Passé les portiques de sécurité et réfugié à l’abri du froid sous les dorures ouvragées de l’édifice, il convient de jouer des coudes pour se frayer un chemin à travers les différentes salles ouvertes au public. Il faut dire que pour sa toute première édition française – qui sera déclinée à Tokyo, New Delhi ou encore Berlin tout au long de l’année 2016 –, la Nuit des Idées a eu un succès retentissant. En témoigne la file d’attente aux abords, se répandant jusque dans les rues adjacentes. Une affluence dont on ne peut toutefois que se réjouir puisqu’elle prouve la soif de savoir de nos concitoyens et leur engouement pour la culture du débat. Une culture gratuite et donc mise à la disposition à tous, ce qui n’en est que plus louable.
© C.Gaillard
Après avoir feuilleté le programme distribué à l’entrée, direction le grand escalier de pierre et son niveau supérieur où un colloque intitulé « Quelles circulations ? » va bientôt commencer. Deux conférences tripartites aux thèmes actuels et variés ont en effet lieu toutes les heures, en simultané, une à l’étage, l’autre au rez-de-chaussée. A nous de choisir celle qui nous intéresse le plus ou de naviguer entre les deux si nous ne parvenons pas à nous décider. Dilemme cornélien, notre cœur balance. Finalement, nous assisterons au dialogue rassemblant autour du même micro la réalisatrice de documentaires franco-tunisienne Hind Meddeb et la politologue Catherine Withol de Wenden. Avant de faire un saut à « Quelles frontières ? », plaçant en face-à-face les historiens français et camerounais Patrick Boucheron et Achille Mbembe. Car là est toute la particularité de ces débats, animés avec plus ou moins de conviction par des journalistes de France Culture, RFI ou du Monde : faire deviser un expert tricolore avec un homologue étranger. Histoire de rappeler que le monde de demain, et même d’aujourd’hui, doit s’inscrire dans une dimension internationale et être synonyme d’ouverture.
© C.Gaillard
Après trois-quarts d’heure de réflexions éclairantes mais aussi, parfois, de discussions fastidieuses – quand certains intervenants enfoncent, à grands coups de phrases alambiquées, des portes ouvertes –, on part se dégourdir les jambes. La migraine nous guette mais ce n’est pas le résultat d’une surchauffe neuronale, seulement l’entêtant parfum du massif bouquet d’orchidées blanches à côté duquel nous étions assis. Juste le temps de prendre ensuite un café au bar à eau ou une collation au food-truck établi dans le jardin afin de pouvoir veiller jusqu’à l’aurore et notre marathon cérébral effréné se poursuit dans la salle « Lire l’avenir » où des écrivains issus de la nouvelle scène littéraire délivrent des passages de leur cru ou des poèmes de Rimbaud. Quelques-uns déchiffrent maladroitement le texte sous leurs yeux, d’autres font carrément le show devant un parterre de curieux, assis en tailleur sur les tapis cachant le parquet en point de Hongrie, tels des enfants fascinés par un conteur habité.
© C.Gaillard
20h. Voilà que c’est déjà l’heure d’une nouvelle controverse dans la galerie principale. La thématique : « Quelle citoyenneté ? » Invités, Pierre Rosanvallon et la sociologue néerlando-américaine Saskia Sassen s’apostrophent avec courtoisie sur une problématique terriblement brûlante à l’heure d’une possible déchéance de nationalité. Un débat enlevé qui pousse à s’interroger. Tout comme la rencontre suivante entre Robert Badinter et Stephen Breyer, membre de la Cour Suprême américaine, suscite une véritable réflexion sur la justice et la façon dont elle sera rendue dans les années à venir.
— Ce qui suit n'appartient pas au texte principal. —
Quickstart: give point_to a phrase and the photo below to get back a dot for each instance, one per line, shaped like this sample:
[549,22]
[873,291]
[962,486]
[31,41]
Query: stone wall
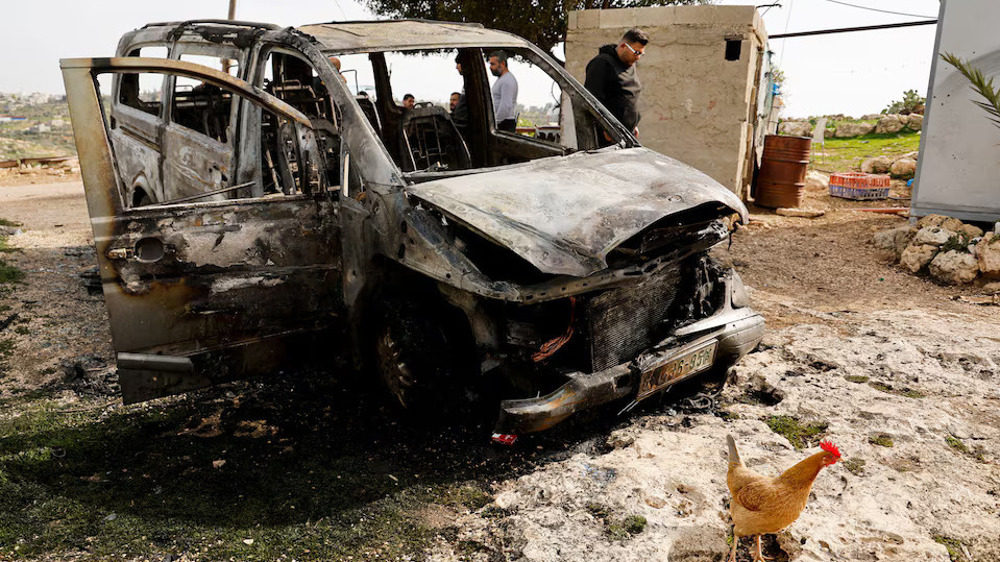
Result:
[696,106]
En quittant le décor opulent du ministère des Affaires étrangères à une heure tardive, on sait ainsi qu’on ira se coucher moins bête, nourrit des connaissances que certains savants ont bien voulu nous transmettre. Mais aussi plus impliqué dans le sort futur de nos sociétés. Car la lucidité et la cognition sont déjà un premier pas vers l’action.